An all digital phase-locked loop (ADPLL) is a digital circuit with a digitally controlled oscillator (DCO) which can be periodically adjusted so that the DCO's output phase tracks the phase (and hence, the frequency) of a reference signal.
The order of a PLL may have an effect upon the noise filtering capabilities of the PLL. For example, a type-I PLL (with a pole located at DC and due to the frequency-to-phase conversion mechanism) may be able to provide −20 dB/decade filtering of the DCO (or voltage controlled oscillator (VCO)), the reference signal, and the time-to-digital converter (TDC) phase noise. A type-II PLL (with two poles located at DC), on the other hand, may be able to provide −40 dB/decade filtering of the same under special conditions. Additionally, with respect to the DCO, type-I PLLs tend to flatten close-in 1/ω2 phase noise, while type-II PLLs have a capability to attenuate 1/ω2 phase noise by 20 dB/decade. Therefore, the use of type-II (and higher order) PLLs can be preferred due to their improved noise filtering capabilities.
However, type-II PLLs tend to have long transient settling times (when compared to type-I PLLs). The long transient settling time means that a type-II PLL will typically take longer to acquire a signal than a type-I PLL and that more time is needed for initial conditions to be eliminated from the PLL. The greater acquisition and settling times can place a limit on the frequency of the signal being tracked by the PLL.
One solution combines type-I and type-II operation and uses a type-I PLL for an initial signal acquisition phase and then switches to a type-II PLL for a signal tracking phase.
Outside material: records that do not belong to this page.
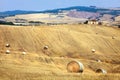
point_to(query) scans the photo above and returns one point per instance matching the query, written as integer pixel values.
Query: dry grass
(66, 43)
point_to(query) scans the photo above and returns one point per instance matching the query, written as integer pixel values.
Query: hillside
(65, 43)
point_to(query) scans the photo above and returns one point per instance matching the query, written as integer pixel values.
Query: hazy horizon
(30, 5)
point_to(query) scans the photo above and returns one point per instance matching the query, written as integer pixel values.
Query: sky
(39, 5)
The use of the type-I PLL permits a speedy lock onto the desired signal while the type-II PLL affords the noise filtering advantages of the type-II PLL.
One disadvantage of the prior art is that the use of a type-II PLL may result in slow signal acquisition and settling. This may be due in part to a type-II PLL's longer transients. The small loop bandwidth can increase the amount of time that it takes for signals to be acquired and initial conditions to settle.
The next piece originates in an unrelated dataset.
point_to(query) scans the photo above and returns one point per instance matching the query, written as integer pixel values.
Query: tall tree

A second disadvantage of the prior art is that an offset is present in the phase error from the use of the type-I PLL in the initial signal acquisition mode. This offset can increase the amount of time that the type-II PLL will require prior to being able to fully track the desired signal. This may be due to the type-II PLL's increased transients. Once again, this can have an effect on how soon the PLL is able to lock onto the desired signal.